Responsible for creating and maintaining custom base images for the organization.
  1. 1.
    Ask Snyk to enable the feature for the organization being used by the platform team.
  2. 2.
    Create a custom base image.
  3. 3.
    Import the image to a Snyk’s project either:
    1. 1.
      Through the Web UI: Import an image into Snyk using a container registry.
    2. 2.
      Through the CLI
      1. 1.
        Use --file (optional) to specify the path to the Dockerfile, and --project-name (mandatory) to give the project a unique name (Snyk recommends using the image name and tag, without the repo. Example: oracle-jre-rhel7/8e32:1.8.0_2021022508)
      2. 2.
        The following is an example command: snyk container monitor snykgoof/custom-base-python:3.9.2_2021110408 --file=path/to/Dockerfile.3.9.2 --project-name=custom-base-python:3.9.2_2021110408 --org=ORGANIZATION_ID/ORGANIZATION_NAME
  4. 4.
    Mark the project as a custom base image.
    1. 1.
      Go to the project’s Settings page :
    2. 2.
      Under Custom Base Image Recommendation, select Treat as custom base image.
    3. 3.
      Click Update image status.
  5. 5.
    Mark whether the image should be eligible for recommendations.
    1. 1.
      Again in Custom Base Image Recommendation, select the Use in recommendations checkbox.
    2. 2.
      Click Update image status.
  6. 6.
    To test the feature, go through the preceding steps for at least two different images from the same repository in order to get recommendations.

Application team

Using pre-built custom base images and adding additional layers on top of it for their applications
First, import an image to a new Snyk project (check that the project is in the same group as the custom images).

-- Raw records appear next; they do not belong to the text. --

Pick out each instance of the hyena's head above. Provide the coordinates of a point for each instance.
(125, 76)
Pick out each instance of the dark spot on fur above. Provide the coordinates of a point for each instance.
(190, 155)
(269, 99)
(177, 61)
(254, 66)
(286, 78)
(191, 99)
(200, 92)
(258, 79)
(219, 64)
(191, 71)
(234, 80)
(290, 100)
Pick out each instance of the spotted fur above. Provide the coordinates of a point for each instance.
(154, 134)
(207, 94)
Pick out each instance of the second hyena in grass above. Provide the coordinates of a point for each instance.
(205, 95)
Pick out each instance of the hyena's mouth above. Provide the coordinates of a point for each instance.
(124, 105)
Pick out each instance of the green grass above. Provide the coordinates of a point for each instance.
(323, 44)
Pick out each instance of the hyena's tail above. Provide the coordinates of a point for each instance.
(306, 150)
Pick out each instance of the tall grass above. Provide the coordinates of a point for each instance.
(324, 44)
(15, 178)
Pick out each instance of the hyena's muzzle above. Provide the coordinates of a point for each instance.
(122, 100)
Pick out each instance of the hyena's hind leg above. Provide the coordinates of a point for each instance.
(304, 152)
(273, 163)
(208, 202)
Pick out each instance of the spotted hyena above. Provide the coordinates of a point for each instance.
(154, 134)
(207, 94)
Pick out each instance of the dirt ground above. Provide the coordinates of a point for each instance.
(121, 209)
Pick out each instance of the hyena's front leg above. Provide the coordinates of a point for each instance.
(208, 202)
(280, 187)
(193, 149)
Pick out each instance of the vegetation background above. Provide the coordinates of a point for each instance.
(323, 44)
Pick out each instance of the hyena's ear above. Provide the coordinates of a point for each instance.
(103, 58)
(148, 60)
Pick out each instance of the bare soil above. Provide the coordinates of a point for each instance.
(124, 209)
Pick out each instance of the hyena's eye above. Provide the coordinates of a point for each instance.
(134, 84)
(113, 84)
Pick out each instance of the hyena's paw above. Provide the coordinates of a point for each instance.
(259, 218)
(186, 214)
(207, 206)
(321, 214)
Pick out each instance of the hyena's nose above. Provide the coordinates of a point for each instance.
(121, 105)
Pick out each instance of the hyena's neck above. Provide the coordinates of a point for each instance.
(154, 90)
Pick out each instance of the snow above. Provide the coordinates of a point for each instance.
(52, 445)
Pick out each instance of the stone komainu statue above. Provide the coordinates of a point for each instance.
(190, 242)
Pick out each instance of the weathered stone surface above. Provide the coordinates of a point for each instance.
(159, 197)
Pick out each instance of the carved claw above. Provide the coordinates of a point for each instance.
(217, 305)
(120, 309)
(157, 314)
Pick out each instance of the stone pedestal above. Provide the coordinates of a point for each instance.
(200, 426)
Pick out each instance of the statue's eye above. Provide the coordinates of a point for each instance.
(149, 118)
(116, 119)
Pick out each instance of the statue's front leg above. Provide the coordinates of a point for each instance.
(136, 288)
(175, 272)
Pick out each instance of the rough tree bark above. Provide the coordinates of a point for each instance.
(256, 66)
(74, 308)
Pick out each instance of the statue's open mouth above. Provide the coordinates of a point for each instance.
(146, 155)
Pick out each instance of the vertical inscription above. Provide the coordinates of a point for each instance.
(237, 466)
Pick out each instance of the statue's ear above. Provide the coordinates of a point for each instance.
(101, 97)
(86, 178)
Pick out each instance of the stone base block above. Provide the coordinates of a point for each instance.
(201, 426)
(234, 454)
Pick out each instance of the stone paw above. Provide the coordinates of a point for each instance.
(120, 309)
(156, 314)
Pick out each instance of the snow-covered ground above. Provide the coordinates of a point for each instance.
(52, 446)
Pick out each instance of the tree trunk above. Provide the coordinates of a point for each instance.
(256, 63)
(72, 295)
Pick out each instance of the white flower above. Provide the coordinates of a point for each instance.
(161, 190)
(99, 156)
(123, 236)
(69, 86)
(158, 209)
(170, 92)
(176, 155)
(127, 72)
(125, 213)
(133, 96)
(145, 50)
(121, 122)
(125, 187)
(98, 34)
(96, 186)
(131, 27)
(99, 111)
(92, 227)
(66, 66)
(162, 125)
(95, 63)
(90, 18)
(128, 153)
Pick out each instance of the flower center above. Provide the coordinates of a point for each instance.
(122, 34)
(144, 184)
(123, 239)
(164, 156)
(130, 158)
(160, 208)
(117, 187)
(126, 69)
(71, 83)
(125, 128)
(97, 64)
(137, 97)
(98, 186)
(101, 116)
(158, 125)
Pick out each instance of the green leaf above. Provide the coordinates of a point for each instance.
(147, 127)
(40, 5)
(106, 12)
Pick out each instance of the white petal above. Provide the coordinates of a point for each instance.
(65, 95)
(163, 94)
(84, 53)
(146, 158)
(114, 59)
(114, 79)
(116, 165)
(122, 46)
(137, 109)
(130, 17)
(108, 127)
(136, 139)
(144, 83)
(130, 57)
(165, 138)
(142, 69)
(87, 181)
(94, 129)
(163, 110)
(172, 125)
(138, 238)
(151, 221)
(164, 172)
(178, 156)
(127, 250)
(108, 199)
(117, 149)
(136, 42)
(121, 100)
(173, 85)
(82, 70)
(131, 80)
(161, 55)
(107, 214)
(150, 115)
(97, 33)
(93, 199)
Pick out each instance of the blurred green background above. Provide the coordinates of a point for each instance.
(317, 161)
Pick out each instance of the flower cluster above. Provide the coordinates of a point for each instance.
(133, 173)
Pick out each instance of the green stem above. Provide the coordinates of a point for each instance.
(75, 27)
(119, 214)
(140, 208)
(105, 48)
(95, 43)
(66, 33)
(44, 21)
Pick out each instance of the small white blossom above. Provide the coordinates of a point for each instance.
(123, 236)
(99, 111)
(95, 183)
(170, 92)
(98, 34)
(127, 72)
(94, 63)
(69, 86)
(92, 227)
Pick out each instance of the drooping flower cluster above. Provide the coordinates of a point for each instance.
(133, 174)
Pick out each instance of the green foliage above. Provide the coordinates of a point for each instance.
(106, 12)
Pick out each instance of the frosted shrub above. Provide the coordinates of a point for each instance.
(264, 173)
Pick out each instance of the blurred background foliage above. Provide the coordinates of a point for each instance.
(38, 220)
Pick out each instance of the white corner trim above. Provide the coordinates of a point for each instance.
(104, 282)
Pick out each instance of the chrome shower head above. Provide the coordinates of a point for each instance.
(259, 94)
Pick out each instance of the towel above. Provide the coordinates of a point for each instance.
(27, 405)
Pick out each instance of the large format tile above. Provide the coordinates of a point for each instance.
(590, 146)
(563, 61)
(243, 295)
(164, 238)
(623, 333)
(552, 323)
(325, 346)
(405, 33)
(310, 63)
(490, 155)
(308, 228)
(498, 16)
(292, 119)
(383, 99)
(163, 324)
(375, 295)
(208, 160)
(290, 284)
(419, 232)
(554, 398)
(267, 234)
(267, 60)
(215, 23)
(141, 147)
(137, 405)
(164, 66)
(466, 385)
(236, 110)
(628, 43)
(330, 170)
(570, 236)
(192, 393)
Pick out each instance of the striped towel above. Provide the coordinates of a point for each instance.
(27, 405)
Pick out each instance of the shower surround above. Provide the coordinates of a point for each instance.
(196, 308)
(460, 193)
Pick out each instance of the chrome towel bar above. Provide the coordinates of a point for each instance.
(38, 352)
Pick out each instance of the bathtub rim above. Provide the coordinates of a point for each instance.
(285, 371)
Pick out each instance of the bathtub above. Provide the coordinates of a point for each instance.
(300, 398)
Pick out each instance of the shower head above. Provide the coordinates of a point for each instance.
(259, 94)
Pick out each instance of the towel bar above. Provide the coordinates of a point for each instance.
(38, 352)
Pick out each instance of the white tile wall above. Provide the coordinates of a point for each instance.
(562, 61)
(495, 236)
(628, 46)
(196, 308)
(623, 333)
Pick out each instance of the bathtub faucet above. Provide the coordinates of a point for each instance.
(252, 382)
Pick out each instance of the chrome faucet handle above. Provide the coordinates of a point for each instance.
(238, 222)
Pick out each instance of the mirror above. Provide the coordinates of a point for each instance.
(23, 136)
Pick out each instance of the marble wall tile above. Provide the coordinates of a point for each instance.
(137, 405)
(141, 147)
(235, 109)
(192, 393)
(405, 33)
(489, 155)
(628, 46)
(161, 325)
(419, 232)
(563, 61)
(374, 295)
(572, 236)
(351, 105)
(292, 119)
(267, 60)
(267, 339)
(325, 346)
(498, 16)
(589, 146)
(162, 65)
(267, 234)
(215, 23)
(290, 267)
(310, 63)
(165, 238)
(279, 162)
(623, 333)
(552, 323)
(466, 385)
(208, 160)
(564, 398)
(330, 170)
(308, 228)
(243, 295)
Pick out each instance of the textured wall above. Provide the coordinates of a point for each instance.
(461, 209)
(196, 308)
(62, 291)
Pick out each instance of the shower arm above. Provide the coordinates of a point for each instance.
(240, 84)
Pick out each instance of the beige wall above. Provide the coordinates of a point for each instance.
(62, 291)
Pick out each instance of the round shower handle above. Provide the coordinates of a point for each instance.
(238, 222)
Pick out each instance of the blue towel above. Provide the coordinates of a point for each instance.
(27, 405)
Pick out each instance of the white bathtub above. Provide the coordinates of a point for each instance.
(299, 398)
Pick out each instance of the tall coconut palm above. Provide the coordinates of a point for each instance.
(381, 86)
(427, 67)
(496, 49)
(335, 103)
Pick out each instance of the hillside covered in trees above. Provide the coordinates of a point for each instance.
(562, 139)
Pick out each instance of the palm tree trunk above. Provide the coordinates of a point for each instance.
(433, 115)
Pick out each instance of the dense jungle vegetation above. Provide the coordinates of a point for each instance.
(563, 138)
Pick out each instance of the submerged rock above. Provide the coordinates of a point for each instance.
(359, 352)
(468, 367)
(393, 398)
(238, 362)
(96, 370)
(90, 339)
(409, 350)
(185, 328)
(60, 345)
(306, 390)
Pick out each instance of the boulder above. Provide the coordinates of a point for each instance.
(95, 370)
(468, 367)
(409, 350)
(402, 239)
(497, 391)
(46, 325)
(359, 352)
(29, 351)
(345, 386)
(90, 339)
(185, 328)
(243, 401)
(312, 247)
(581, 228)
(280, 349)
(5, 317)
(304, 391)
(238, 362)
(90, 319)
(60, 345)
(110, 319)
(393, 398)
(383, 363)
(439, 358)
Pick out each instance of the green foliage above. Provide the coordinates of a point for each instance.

You can do this from the CLI or the Web UI.
If the same image is scanned from both the CLI and UI, Snyk creates two projects which will both be monitored.

Through the CLI:

  1. 1.
    Use --file (mandatory) to specify the path to the Dockerfile.
  2. 2.
    The following is an example command: snyk container monitor snykgoof/custom-base-python:3.9.2_2021110408 --file=path/to/Dockerfile.3.9.2
  3. 3.
    Optional: use the --exclude-base-image-vulns flag for the snyk test command to not show the base image vulnerabilities.

Through the Web UI

Configure the Dockerfile through the project’s settings (mandatory):

Get recommendation

Next, get recommendations for the image:

Known gaps

  1. 1.
    Marking an image as a custom base image is supported only through the UI, and not through the API/CLI.
  2. 2.
    Scanning only a Dockerfile (and not the image itself) that contains a custom base image will not show vulnerabilities, but will give recommendation advice.
  3. 3.
    Custom base image recommendations will not appear when scanning an image without attaching the Dockerfile to the project.
  4. 4.
    Automatic fix PRs are not available for custom base image projects
  5. 5.
    The image’s registry is ignored when giving recommendations for custom base images. Images with the same repository but different registries will be treated as coming from the same registry (the current base image’s registry) in showing recommendations and fix PRs.